Apple isn't going to give up the substantial performance benefits of on-package unified memory in order to support DIMMs. Therefore I predict that we'll see a two-tier memory architecture with the OS making automated decisions based on memory pressure, as well as new APIs to allocate memory with a preference for capacity or performance.

The chassis design is new enough that it was designed with an eventual Apple Silicon Mac Pro in mind, so I expect to see minimal change to the exterior. It might shrink and have fewer slots (particularly since most users won't need a slotted GPU) though I think that's unlikely given that its height and width was defined by 5U rack dimensions.

2 comments

Currently the performance and power benefits of having tightly packaged RAM are taken full advantage of by the M1 family. A less tightly coupled memory system will likely have significant performance implications. There's a reason why all GDDR memory for GPUs is soldered, as there's signaling issues caused by things like longer traces and the electrical behavior of the sockets themselves.

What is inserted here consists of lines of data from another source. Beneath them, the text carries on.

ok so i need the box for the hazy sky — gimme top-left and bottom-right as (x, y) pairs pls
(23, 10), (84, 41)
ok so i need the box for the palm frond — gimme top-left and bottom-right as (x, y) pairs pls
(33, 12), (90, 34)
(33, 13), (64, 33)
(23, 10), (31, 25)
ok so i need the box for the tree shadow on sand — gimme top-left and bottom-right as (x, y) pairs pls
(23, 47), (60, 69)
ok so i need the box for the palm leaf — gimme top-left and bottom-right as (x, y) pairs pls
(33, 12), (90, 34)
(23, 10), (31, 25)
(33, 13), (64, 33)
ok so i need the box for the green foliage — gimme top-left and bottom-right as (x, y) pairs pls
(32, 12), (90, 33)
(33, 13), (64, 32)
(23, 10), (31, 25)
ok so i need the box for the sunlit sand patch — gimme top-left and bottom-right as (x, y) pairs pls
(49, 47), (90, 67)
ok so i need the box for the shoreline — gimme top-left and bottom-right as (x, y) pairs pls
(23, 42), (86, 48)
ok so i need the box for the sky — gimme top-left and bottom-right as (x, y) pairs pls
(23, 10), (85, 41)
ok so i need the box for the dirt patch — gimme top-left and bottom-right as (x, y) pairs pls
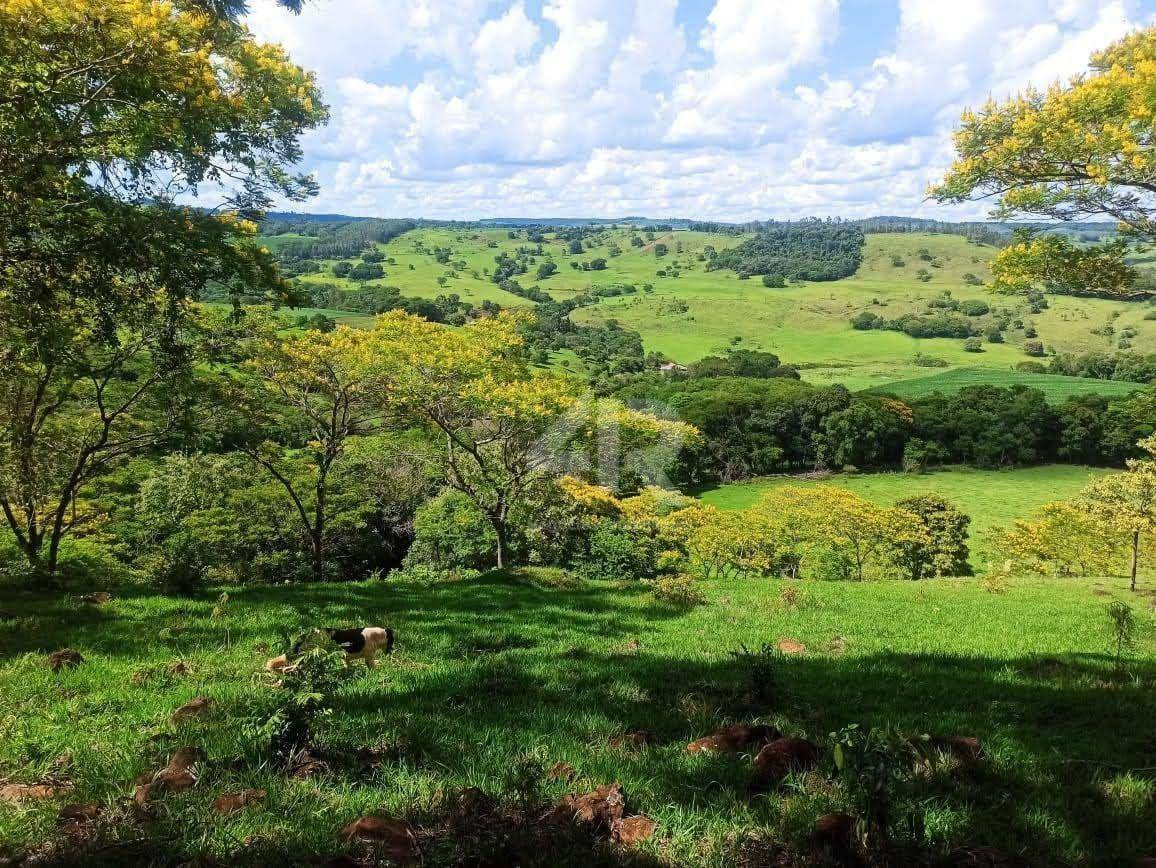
(611, 814), (655, 846)
(547, 761), (576, 783)
(0, 781), (72, 804)
(135, 746), (202, 805)
(80, 592), (111, 605)
(608, 730), (652, 752)
(555, 783), (625, 834)
(687, 723), (781, 754)
(212, 789), (266, 815)
(776, 638), (806, 654)
(48, 648), (84, 672)
(170, 696), (216, 724)
(340, 815), (417, 864)
(751, 738), (821, 792)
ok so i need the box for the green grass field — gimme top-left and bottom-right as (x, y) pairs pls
(269, 228), (1155, 391)
(697, 465), (1112, 568)
(862, 367), (1142, 401)
(1, 571), (1152, 866)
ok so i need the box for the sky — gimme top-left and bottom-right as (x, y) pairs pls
(244, 0), (1156, 222)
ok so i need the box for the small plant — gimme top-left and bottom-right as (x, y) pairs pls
(1107, 601), (1136, 670)
(728, 642), (780, 706)
(652, 573), (707, 607)
(830, 724), (925, 852)
(252, 631), (352, 767)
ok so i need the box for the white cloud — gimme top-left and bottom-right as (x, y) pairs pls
(243, 0), (1156, 221)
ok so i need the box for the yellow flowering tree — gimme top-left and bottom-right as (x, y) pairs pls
(930, 27), (1156, 300)
(997, 501), (1124, 578)
(236, 325), (395, 581)
(1077, 437), (1156, 590)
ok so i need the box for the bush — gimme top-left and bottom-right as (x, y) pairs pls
(958, 299), (990, 316)
(651, 573), (707, 607)
(851, 311), (883, 330)
(762, 273), (786, 288)
(962, 337), (984, 353)
(407, 491), (498, 570)
(984, 326), (1004, 343)
(1024, 339), (1046, 357)
(574, 521), (658, 580)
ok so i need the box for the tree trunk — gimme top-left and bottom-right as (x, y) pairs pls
(1130, 529), (1139, 592)
(494, 522), (506, 570)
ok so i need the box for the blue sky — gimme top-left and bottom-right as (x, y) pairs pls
(245, 0), (1156, 221)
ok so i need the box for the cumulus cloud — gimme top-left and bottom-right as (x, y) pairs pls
(243, 0), (1155, 220)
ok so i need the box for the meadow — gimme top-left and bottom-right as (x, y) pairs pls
(296, 227), (1155, 391)
(697, 465), (1112, 568)
(862, 366), (1142, 401)
(1, 570), (1152, 866)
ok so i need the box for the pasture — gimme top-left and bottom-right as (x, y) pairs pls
(862, 367), (1142, 401)
(291, 227), (1156, 390)
(1, 570), (1152, 866)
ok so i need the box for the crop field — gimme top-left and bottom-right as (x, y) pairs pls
(697, 465), (1112, 568)
(1, 570), (1152, 867)
(290, 228), (1155, 390)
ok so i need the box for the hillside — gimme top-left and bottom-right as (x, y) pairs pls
(863, 367), (1143, 401)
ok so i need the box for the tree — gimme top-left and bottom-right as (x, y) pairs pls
(537, 262), (558, 280)
(1078, 437), (1156, 590)
(998, 501), (1122, 578)
(892, 495), (971, 579)
(931, 28), (1156, 300)
(237, 326), (392, 581)
(0, 0), (324, 579)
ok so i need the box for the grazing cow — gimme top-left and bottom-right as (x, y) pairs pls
(265, 627), (394, 672)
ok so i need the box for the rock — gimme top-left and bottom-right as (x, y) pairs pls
(80, 592), (111, 605)
(212, 788), (266, 815)
(170, 696), (216, 724)
(612, 814), (656, 846)
(547, 761), (576, 783)
(776, 638), (806, 654)
(48, 648), (84, 672)
(139, 746), (203, 801)
(558, 783), (625, 833)
(751, 738), (820, 791)
(609, 730), (652, 751)
(0, 781), (71, 803)
(339, 815), (416, 864)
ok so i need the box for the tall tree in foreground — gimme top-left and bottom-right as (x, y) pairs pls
(930, 27), (1156, 300)
(0, 0), (326, 578)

People also seem often to forget that interconnects are a significant amount of modern power budgets - look at the Epic IO die often using more than the cores in many workloads. It may be the the M1 family looks less attractive when you actually have to add these requirements.

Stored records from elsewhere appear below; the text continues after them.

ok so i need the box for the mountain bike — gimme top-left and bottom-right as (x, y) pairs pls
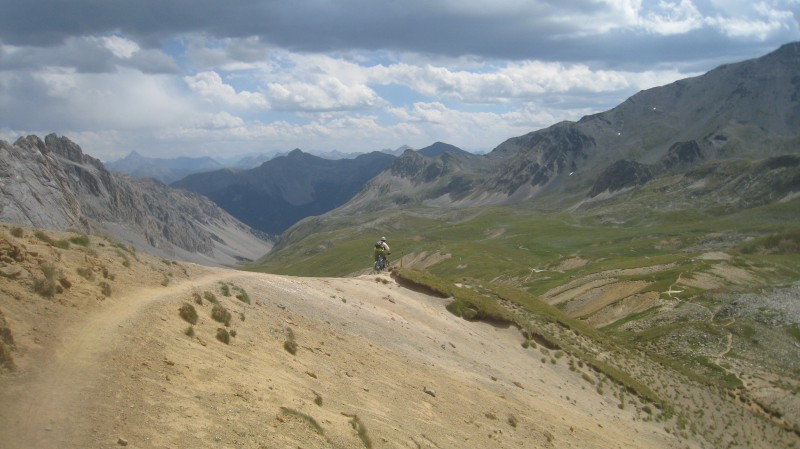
(373, 253), (388, 273)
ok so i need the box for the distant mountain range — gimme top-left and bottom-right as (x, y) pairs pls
(0, 135), (271, 266)
(172, 149), (397, 234)
(339, 42), (800, 214)
(106, 151), (226, 184)
(106, 144), (419, 185)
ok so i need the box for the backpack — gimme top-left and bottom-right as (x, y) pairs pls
(375, 242), (384, 251)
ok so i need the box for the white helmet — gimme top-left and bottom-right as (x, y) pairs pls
(381, 236), (386, 241)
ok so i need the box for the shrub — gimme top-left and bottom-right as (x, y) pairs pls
(235, 289), (250, 304)
(216, 328), (230, 344)
(184, 326), (195, 337)
(192, 292), (203, 305)
(219, 283), (231, 297)
(203, 291), (218, 304)
(10, 227), (24, 238)
(280, 407), (324, 435)
(211, 304), (231, 326)
(161, 277), (170, 287)
(68, 235), (90, 247)
(33, 264), (59, 297)
(99, 281), (112, 297)
(348, 414), (372, 449)
(507, 415), (518, 428)
(179, 303), (198, 325)
(76, 267), (94, 280)
(283, 327), (297, 355)
(34, 231), (70, 249)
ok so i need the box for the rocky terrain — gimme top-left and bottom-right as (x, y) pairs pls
(0, 134), (271, 266)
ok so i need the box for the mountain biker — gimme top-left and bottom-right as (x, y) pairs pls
(373, 236), (391, 268)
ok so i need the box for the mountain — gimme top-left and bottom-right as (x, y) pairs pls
(417, 141), (472, 158)
(172, 149), (396, 234)
(381, 144), (414, 157)
(0, 134), (271, 266)
(340, 42), (800, 213)
(107, 151), (225, 184)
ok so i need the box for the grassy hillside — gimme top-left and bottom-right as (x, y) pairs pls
(252, 198), (800, 440)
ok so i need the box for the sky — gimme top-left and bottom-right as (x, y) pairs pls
(1, 1), (798, 162)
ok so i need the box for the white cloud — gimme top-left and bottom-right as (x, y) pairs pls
(639, 0), (705, 35)
(707, 2), (798, 38)
(185, 71), (269, 109)
(265, 78), (384, 111)
(368, 59), (687, 103)
(99, 35), (140, 59)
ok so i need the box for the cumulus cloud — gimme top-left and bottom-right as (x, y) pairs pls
(1, 0), (797, 159)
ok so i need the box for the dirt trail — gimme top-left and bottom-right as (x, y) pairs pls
(2, 270), (245, 449)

Perhaps there's some possibility of having both a tightly-coupled RAM package and also have an extensible memory system - though that has significant management complexity if you try to treat it like a cache, or likely needs app support if it's some NUMA system where they're mapped separately. But possible, at "just" the cost of the extra memory controller.

I would love to be wrong but I dont think DIMM will be a thing on Mac any more. Not only does it not make economical sense for Apple with additional DDR5 memory controller support and testing, they can now also charge substantial premium for memory.
DIMMs likely won't be a thing anywhere before too long. They're too large and problematic to deal with for the latest memory interfaces (which previously had only been found on GPUs). There's only so much you can miniaturize before the connectors become a real problem - and we can now put an entire "computer" in a single package.

I'm interested to see when the PC form factor goes away completely, likely 1-2 generations of product from now.